Microsoft and Big Tech Lobby EU for Secrecy Clause to Hide Data Center Pollution Data
Sources allege Microsoft, alongside a bloc including Amazon, Google, and Meta, successfully engineered a secrecy provision into EU law. This provision severely restricts public access to critical environmental impact data generated by massive data centers.
The sharpest take alleges the European Commission itself is compromised, citing a 'copy-pasted' Microsoft amendment. Users report that legal experts view this secrecy clause as a direct violation of both the EU Charter of Fundamental Rights and the Aarhus Convention. Commenters like schizoidman pointed directly to Investigate Europe's reporting as proof of corporate influence.
The consensus points to industrial lobbying overpowering public accountability.

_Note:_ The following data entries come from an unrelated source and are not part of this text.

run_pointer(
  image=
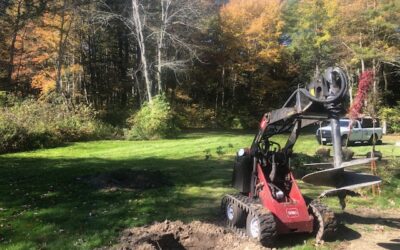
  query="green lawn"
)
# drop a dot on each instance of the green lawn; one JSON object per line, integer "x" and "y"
{"x": 44, "y": 204}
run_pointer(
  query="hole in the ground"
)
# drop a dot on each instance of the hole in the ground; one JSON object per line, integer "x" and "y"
{"x": 166, "y": 242}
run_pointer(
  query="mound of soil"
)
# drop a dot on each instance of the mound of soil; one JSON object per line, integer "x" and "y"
{"x": 176, "y": 235}
{"x": 127, "y": 179}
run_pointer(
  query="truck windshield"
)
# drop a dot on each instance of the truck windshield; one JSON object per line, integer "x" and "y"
{"x": 344, "y": 123}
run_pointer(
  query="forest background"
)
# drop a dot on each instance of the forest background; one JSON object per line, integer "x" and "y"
{"x": 85, "y": 69}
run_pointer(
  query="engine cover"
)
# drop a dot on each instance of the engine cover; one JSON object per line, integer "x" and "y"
{"x": 242, "y": 169}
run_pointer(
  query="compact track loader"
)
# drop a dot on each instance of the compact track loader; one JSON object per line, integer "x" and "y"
{"x": 269, "y": 201}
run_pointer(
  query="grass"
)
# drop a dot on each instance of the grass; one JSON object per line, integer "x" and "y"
{"x": 44, "y": 205}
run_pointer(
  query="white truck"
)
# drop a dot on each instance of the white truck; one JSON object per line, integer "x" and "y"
{"x": 362, "y": 130}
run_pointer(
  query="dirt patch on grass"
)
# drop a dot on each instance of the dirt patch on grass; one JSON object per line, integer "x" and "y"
{"x": 176, "y": 235}
{"x": 127, "y": 179}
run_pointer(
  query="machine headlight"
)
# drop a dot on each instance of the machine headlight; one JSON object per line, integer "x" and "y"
{"x": 241, "y": 152}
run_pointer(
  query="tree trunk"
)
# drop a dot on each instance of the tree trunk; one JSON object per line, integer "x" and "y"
{"x": 136, "y": 16}
{"x": 12, "y": 46}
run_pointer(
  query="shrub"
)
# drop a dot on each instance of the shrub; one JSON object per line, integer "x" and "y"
{"x": 153, "y": 121}
{"x": 30, "y": 124}
{"x": 392, "y": 118}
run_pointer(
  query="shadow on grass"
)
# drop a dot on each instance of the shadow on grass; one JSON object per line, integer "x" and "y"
{"x": 45, "y": 204}
{"x": 349, "y": 218}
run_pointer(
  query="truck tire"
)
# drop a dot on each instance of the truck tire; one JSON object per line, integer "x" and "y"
{"x": 373, "y": 139}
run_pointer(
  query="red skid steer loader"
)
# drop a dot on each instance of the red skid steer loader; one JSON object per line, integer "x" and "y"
{"x": 269, "y": 201}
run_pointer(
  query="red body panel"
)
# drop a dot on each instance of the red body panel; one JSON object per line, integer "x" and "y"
{"x": 292, "y": 213}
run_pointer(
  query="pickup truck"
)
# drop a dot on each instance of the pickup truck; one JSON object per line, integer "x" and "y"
{"x": 362, "y": 131}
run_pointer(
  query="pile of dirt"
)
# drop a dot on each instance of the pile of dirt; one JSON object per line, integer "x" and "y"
{"x": 176, "y": 235}
{"x": 127, "y": 179}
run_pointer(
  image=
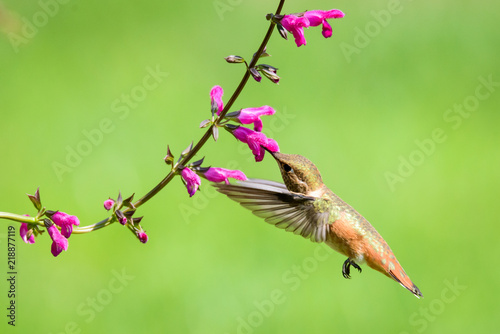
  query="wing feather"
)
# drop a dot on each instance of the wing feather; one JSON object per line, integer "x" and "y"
{"x": 278, "y": 206}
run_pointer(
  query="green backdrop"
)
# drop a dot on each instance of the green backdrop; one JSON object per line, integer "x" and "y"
{"x": 399, "y": 111}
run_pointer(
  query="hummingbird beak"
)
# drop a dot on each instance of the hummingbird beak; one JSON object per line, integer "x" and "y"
{"x": 272, "y": 153}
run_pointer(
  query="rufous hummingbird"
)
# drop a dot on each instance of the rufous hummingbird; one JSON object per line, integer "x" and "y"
{"x": 305, "y": 205}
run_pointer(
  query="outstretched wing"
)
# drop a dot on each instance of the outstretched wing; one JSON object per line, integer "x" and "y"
{"x": 273, "y": 202}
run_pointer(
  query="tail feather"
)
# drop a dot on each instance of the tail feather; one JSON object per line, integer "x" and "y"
{"x": 388, "y": 265}
{"x": 406, "y": 282}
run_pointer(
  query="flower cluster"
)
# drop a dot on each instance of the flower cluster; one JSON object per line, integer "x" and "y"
{"x": 255, "y": 139}
{"x": 214, "y": 174}
{"x": 295, "y": 23}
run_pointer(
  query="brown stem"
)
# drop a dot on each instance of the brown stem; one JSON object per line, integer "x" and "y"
{"x": 208, "y": 133}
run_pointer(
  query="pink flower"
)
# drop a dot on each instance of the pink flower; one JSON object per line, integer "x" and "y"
{"x": 296, "y": 25}
{"x": 24, "y": 231}
{"x": 216, "y": 174}
{"x": 59, "y": 242}
{"x": 216, "y": 99}
{"x": 65, "y": 222}
{"x": 108, "y": 204}
{"x": 251, "y": 115}
{"x": 192, "y": 180}
{"x": 317, "y": 17}
{"x": 313, "y": 18}
{"x": 257, "y": 141}
{"x": 143, "y": 237}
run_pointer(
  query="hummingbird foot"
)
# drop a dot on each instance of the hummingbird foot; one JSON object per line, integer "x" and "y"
{"x": 346, "y": 268}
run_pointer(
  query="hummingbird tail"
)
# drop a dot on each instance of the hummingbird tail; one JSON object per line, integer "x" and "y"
{"x": 389, "y": 266}
{"x": 399, "y": 275}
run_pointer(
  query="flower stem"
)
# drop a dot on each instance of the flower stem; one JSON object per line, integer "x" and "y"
{"x": 208, "y": 133}
{"x": 186, "y": 158}
{"x": 20, "y": 218}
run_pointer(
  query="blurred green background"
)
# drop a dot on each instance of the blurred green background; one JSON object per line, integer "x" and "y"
{"x": 376, "y": 108}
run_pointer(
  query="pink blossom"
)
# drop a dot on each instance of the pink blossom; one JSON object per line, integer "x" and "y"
{"x": 251, "y": 115}
{"x": 59, "y": 242}
{"x": 192, "y": 180}
{"x": 108, "y": 204}
{"x": 296, "y": 25}
{"x": 23, "y": 231}
{"x": 216, "y": 98}
{"x": 256, "y": 141}
{"x": 313, "y": 18}
{"x": 143, "y": 237}
{"x": 216, "y": 174}
{"x": 317, "y": 17}
{"x": 65, "y": 222}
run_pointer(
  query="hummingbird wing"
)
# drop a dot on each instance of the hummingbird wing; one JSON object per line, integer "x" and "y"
{"x": 272, "y": 201}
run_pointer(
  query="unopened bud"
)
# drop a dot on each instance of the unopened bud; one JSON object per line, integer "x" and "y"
{"x": 234, "y": 59}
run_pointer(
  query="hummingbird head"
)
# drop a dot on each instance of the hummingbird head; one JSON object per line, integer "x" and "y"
{"x": 299, "y": 173}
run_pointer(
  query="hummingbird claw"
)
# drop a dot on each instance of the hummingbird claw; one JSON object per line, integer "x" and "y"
{"x": 346, "y": 268}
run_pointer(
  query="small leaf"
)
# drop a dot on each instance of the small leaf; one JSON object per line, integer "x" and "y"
{"x": 129, "y": 213}
{"x": 255, "y": 74}
{"x": 197, "y": 163}
{"x": 215, "y": 132}
{"x": 169, "y": 158}
{"x": 234, "y": 59}
{"x": 282, "y": 31}
{"x": 137, "y": 220}
{"x": 35, "y": 199}
{"x": 205, "y": 123}
{"x": 119, "y": 200}
{"x": 188, "y": 149}
{"x": 128, "y": 201}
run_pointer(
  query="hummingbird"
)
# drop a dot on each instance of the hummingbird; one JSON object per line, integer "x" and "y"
{"x": 305, "y": 206}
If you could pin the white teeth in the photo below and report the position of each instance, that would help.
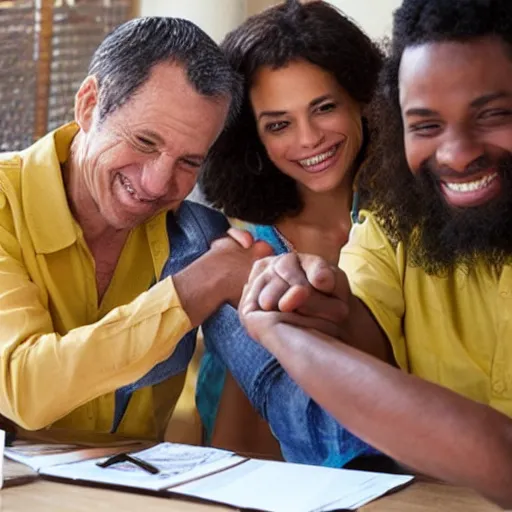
(317, 159)
(128, 187)
(471, 186)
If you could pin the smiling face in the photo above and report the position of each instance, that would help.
(310, 127)
(144, 157)
(456, 101)
(456, 108)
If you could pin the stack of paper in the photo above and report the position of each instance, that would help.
(223, 477)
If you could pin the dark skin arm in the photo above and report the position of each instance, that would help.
(421, 425)
(310, 286)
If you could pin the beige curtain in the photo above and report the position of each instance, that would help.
(46, 49)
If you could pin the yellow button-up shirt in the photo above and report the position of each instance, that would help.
(455, 331)
(62, 355)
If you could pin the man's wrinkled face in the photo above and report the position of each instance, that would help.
(144, 157)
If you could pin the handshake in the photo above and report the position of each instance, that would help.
(297, 289)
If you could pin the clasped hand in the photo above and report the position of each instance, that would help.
(298, 289)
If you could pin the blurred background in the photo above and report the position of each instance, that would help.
(47, 44)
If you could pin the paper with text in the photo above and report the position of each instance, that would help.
(177, 463)
(282, 487)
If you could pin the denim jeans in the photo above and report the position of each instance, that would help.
(306, 432)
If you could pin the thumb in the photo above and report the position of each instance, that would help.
(244, 238)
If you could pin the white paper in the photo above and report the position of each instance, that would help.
(177, 464)
(282, 487)
(43, 455)
(2, 445)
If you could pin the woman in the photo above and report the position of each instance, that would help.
(288, 164)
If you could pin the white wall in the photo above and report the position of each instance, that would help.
(374, 16)
(215, 17)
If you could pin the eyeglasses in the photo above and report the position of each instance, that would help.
(124, 457)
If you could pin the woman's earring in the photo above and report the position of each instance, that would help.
(256, 165)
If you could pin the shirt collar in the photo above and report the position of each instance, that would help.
(47, 214)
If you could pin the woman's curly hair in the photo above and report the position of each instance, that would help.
(238, 177)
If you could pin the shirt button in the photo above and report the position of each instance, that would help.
(498, 387)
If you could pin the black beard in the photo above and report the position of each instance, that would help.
(444, 237)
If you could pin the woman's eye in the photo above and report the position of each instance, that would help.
(326, 107)
(495, 114)
(276, 127)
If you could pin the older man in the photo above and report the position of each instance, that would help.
(83, 237)
(426, 280)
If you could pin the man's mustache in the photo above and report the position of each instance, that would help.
(481, 164)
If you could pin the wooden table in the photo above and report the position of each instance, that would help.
(55, 497)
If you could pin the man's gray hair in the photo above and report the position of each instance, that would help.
(125, 58)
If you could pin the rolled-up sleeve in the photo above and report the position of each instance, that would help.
(375, 270)
(44, 376)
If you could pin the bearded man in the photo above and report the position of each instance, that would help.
(411, 342)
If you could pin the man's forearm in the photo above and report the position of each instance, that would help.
(424, 426)
(201, 289)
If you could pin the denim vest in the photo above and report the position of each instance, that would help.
(191, 230)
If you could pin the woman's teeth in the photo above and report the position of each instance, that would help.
(317, 159)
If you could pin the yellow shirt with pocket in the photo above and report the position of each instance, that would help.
(455, 331)
(62, 355)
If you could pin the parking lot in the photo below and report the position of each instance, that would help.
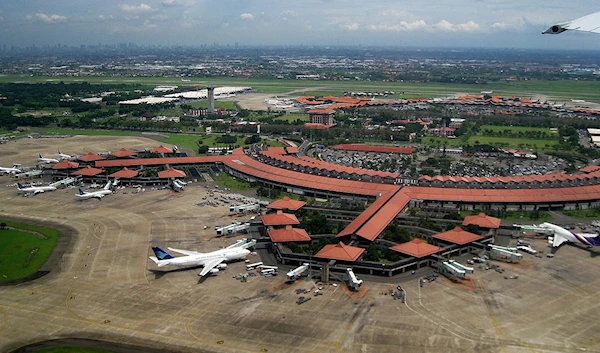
(103, 286)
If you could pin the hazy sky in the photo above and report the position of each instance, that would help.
(450, 23)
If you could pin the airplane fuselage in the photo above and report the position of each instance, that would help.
(201, 259)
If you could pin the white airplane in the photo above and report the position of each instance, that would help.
(46, 160)
(95, 194)
(34, 189)
(212, 261)
(12, 170)
(561, 235)
(63, 156)
(589, 23)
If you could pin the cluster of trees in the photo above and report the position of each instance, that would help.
(10, 122)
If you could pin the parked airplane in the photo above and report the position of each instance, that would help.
(34, 189)
(46, 160)
(63, 156)
(12, 170)
(589, 23)
(212, 261)
(95, 194)
(562, 235)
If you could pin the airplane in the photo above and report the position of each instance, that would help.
(589, 23)
(95, 194)
(34, 189)
(46, 160)
(12, 170)
(561, 235)
(63, 156)
(212, 261)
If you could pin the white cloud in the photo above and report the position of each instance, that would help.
(400, 27)
(171, 3)
(47, 18)
(446, 26)
(499, 25)
(141, 8)
(247, 17)
(351, 27)
(289, 13)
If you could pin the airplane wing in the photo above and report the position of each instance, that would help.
(185, 252)
(558, 240)
(589, 23)
(210, 265)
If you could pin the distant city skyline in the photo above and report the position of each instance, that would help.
(441, 23)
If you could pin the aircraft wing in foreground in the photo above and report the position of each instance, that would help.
(562, 235)
(589, 23)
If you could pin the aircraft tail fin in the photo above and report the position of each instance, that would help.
(161, 254)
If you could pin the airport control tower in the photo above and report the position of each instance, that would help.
(211, 99)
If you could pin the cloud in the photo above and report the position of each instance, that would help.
(141, 8)
(247, 17)
(400, 27)
(442, 26)
(171, 3)
(351, 27)
(47, 18)
(289, 13)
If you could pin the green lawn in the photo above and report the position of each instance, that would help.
(505, 142)
(228, 105)
(225, 180)
(61, 131)
(566, 89)
(592, 213)
(23, 253)
(517, 129)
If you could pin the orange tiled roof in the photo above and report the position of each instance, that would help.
(88, 171)
(416, 248)
(458, 236)
(125, 173)
(483, 221)
(288, 234)
(65, 164)
(279, 219)
(590, 169)
(340, 251)
(286, 203)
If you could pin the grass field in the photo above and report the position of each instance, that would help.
(61, 131)
(511, 142)
(22, 253)
(517, 129)
(566, 89)
(228, 105)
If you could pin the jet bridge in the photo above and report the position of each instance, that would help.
(503, 253)
(446, 268)
(353, 282)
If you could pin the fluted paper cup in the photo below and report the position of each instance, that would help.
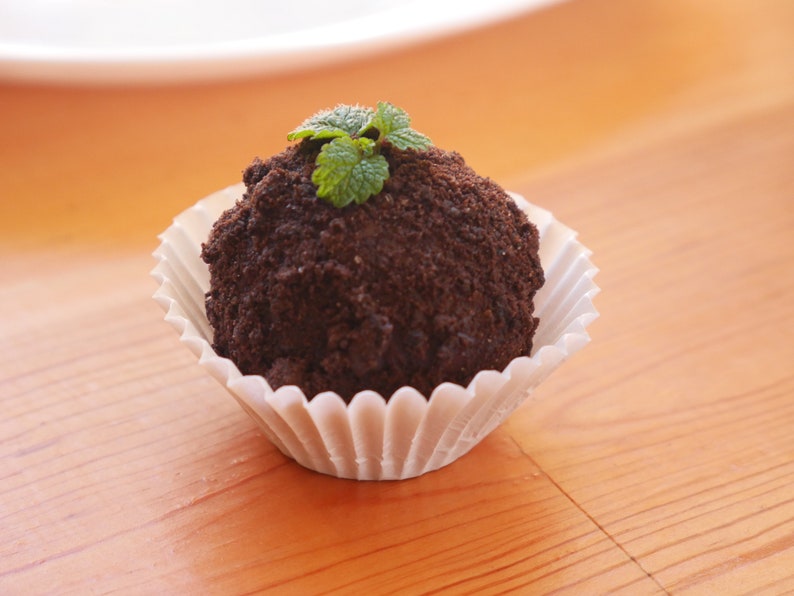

The fault line is crystal clear: major technology firms are using EU legislative processes to shield their environmental footprints from public scrutiny.
Key Points
#1Lobbying secured environmental data blackout in EU law.
The core accusation is that Big Tech successfully pushed for a secrecy clause hiding data center environmental impact data.
#2Commission potentially compromised by corporate amendments.
Bram Vranken questioned the integrity of the process, highlighting that the European Commission appeared to use a 'Microsoft amendment.'
#3Legal grounds for public outcry.
Legal experts warn the secrecy clause breaks fundamental rights guaranteed by the EU Charter and the Aarhus Convention.
#4Multiple industry players implicated.
The lobbying effort is tied to a coalition including Microsoft, Amazon, Google, and Meta.
Source Discussions (3)
This report was synthesized from the following Lemmy discussions, ranked by community score.